Lie Siu Luan, chefe de uma quadrilha de tráfico de bebés entre a Indonésia e Singapura, foi condenado a sete anos de prisão por recrutar, manter, enviar e transferir vítimas “para fins de exploração”.
Um tribunal da cidade indonésia de Bandung condenou na terça-feira, 21 de julho, um septuagenário que dirigia uma rede de tráfico de bebês entre a Indonésia e Cingapura a sete anos de prisão.
Lie Siu Luan, cidadão indonésio, foi considerado culpado de recrutar, abrigar, enviar e transferir vítimas “para fins de exploração”.
12 bebés “enviados” para Singapura
Foram pedidos dez anos de prisão contra esta mulher de 70 anos, que admitiu ter “enviado” pelo menos 12 bebés para Singapura. Ela liderava um grupo de 19 pessoas envolvidas numa rede desmantelada pelas autoridades indonésias no ano passado.
De acordo com a acusação, Lie Siu Luan iniciou este comércio em Singapura na sequência de um pedido em 2022 de um cidadão cingapuriano que pretendia encontrar uma criança para adotar, embolsando no processo cerca de 17.000 dólares de Singapura (11.500 euros).
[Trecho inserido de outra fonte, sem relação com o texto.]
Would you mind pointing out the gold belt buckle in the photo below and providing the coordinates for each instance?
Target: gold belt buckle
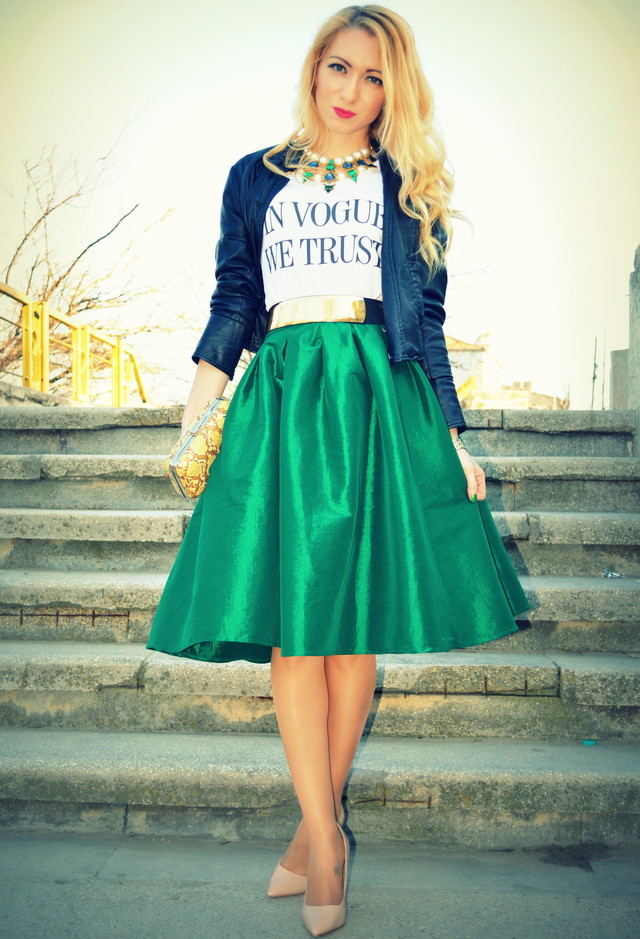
(335, 308)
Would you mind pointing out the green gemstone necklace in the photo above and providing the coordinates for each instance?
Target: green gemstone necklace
(328, 170)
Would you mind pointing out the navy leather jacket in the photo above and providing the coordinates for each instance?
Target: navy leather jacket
(413, 300)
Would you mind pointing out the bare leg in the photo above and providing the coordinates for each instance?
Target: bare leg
(350, 681)
(301, 701)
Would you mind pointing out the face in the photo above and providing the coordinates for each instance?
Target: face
(349, 90)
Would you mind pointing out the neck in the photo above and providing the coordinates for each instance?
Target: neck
(335, 145)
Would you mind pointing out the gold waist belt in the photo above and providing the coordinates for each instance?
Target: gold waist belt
(333, 308)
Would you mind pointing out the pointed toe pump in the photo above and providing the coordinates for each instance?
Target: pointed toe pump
(286, 883)
(320, 920)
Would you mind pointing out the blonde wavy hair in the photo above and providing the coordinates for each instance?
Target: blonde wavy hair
(404, 128)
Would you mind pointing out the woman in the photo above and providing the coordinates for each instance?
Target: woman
(343, 516)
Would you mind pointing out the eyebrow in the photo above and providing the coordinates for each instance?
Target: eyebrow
(349, 64)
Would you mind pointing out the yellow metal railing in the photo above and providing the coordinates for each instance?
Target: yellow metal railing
(37, 340)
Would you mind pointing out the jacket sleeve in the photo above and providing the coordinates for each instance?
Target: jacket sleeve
(438, 369)
(238, 294)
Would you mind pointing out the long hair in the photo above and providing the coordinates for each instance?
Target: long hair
(404, 129)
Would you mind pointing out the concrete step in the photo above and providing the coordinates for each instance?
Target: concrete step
(484, 793)
(574, 613)
(154, 430)
(577, 544)
(456, 694)
(118, 481)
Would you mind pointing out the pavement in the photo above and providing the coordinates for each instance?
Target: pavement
(115, 887)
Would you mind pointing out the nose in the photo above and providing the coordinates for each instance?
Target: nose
(349, 91)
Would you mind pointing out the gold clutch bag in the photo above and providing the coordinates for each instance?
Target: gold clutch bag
(189, 462)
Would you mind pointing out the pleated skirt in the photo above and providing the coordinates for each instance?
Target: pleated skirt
(335, 519)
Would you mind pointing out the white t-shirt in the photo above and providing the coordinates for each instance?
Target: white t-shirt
(316, 242)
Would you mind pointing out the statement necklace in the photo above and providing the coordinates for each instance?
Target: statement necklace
(328, 171)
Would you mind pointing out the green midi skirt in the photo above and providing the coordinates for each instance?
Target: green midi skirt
(335, 519)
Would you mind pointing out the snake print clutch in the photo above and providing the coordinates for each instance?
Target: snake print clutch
(189, 462)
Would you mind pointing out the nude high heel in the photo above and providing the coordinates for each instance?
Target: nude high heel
(320, 920)
(285, 883)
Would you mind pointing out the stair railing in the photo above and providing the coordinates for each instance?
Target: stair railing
(38, 338)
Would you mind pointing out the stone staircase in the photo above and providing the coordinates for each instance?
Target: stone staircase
(532, 739)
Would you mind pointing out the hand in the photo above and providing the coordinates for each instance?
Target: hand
(476, 482)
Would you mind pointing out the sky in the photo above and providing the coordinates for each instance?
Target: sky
(537, 103)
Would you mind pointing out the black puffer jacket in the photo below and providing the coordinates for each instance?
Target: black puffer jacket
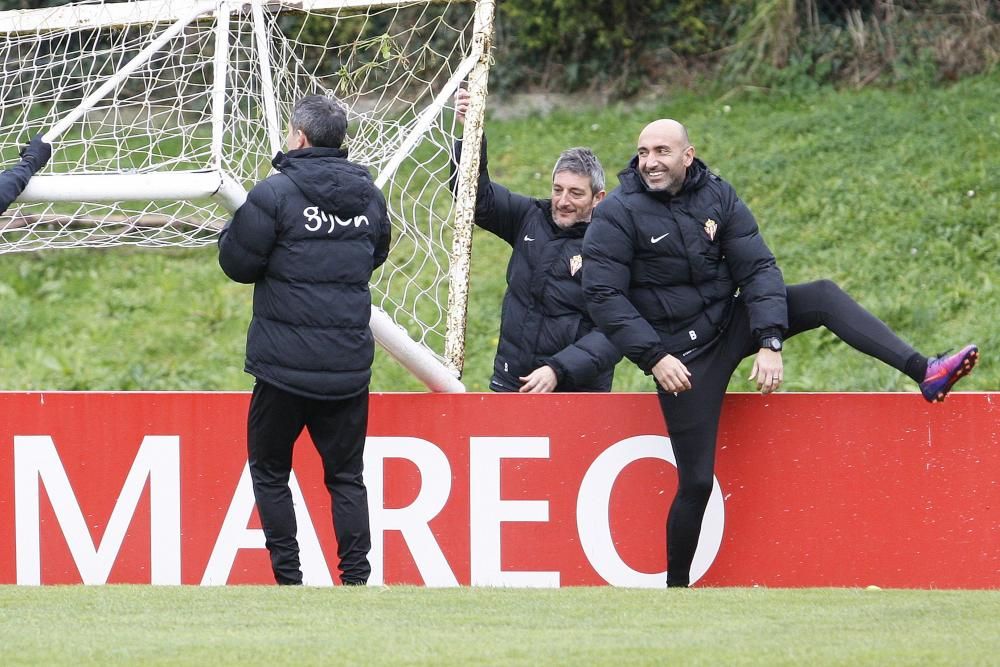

Principal sentenciado, Lie Siu Luan decidiu não recorrer. “Ela aceita a decisão”, disse seu advogado, Sendi Sanjaya.
Outro arguido, Astri Fitrinika, foi condenado a seis anos e sete meses de prisão. Os demais membros da rede receberam penas de 3 a 6 anos de prisão. Os réus foram presos no ano passado depois que um pai denunciou à polícia uma suspeita de sequestro de um bebê na província de Java Ocidental.
Os investigadores localizaram um suspeito que admitiu ter traficado mais de duas dúzias de bebés, alguns com apenas três meses de idade.
Os oito bebês resgatados e confiados a um orfanato
Os bebês eram comprados por pessoas que não queriam ficar com os filhos ou não tinham condições de criá-los. O tribunal ordenou que oito bebés resgatados pelas autoridades fossem colocados aos cuidados de um orfanato local.
Outros bebés rejeitados por potenciais clientes em Singapura já tinham sido vendidos no mercado interno, incluindo a pais adoptivos na capital, Jacarta.
O tráfico de seres humanos é um problema recorrente na Indonésia, um vasto arquipélago com mais de 17 mil ilhas. Num dos piores casos dos últimos anos, pelo menos 57 pessoas foram trancadas em jaulas numa plantação de óleo de palma na província de Sumatra do Norte, em 2022.